I came across this problem in control systems and I would like to know how minimizing the norm is converted to a linear programming problem. The optimization problem seeks to minimize the Taxicab norm stated as follows
$$ \min_{\boldsymbol{u}} \| J\boldsymbol{u}+\alpha\boldsymbol{e}\|_1 $$ where $J \in \mathbb{R}^{m\times n},\boldsymbol{u}\in \mathbb{R}^{n},\boldsymbol{e}\in \mathbb{R}^{m}$. Clearly the optimization problem is not linear due to the absolute value of the norm. In order to solve it using Simplex method, we need to convert it to a linear optimization problem. In the paper I'm reading, they suggest the following conversion which I don't understand how they reach to this form.

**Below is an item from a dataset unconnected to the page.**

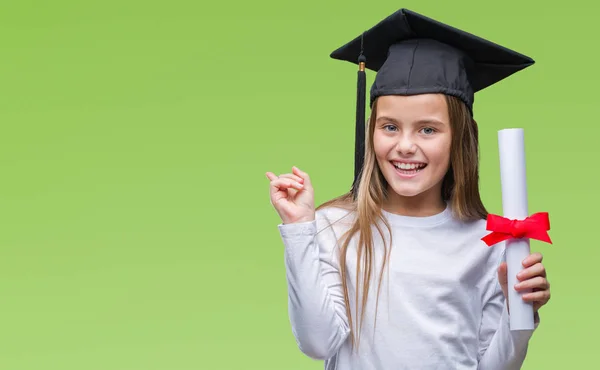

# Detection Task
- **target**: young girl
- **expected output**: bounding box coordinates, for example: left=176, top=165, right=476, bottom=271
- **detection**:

$$ \begin{aligned} \min_{\boldsymbol{u},\boldsymbol{y}} \quad & \boldsymbol{1}^T\left( 2\boldsymbol{y} - ( J\boldsymbol{u}+\alpha\boldsymbol{e}) \right)\\ \textrm{s.t.} \quad & J\boldsymbol{u}-\boldsymbol{y} \leq -\alpha\boldsymbol{e}\\ &\boldsymbol{y}\geq0 \\ \end{aligned} $$
I came across this Linear programming: minimizing ... which suggests two inequality constraints but I couldn't relate it to my problem. Any suggestions?
I hope this might help.
What they are doing is to introduce an additional (auxiliary) variable $y$ which somehow upperbounds $Ju + \alpha e$, meaning that they would like to do something:
\begin{align} \min_{u,y} 1^\top y \\ s.t \quad &y \geq Ju+\alpha e \\ &-y \leq Ju+\alpha e \\ & y \geq 0 \end{align}
I don't know why they have in the cost $2y - (Ju+\alpha e)$, but my guess is that at the end of the minimization problem $2y - (Ju+\alpha e) = y$, meaning that you are actually minimizing the auxiliary variable as you would like, and the bound is tight.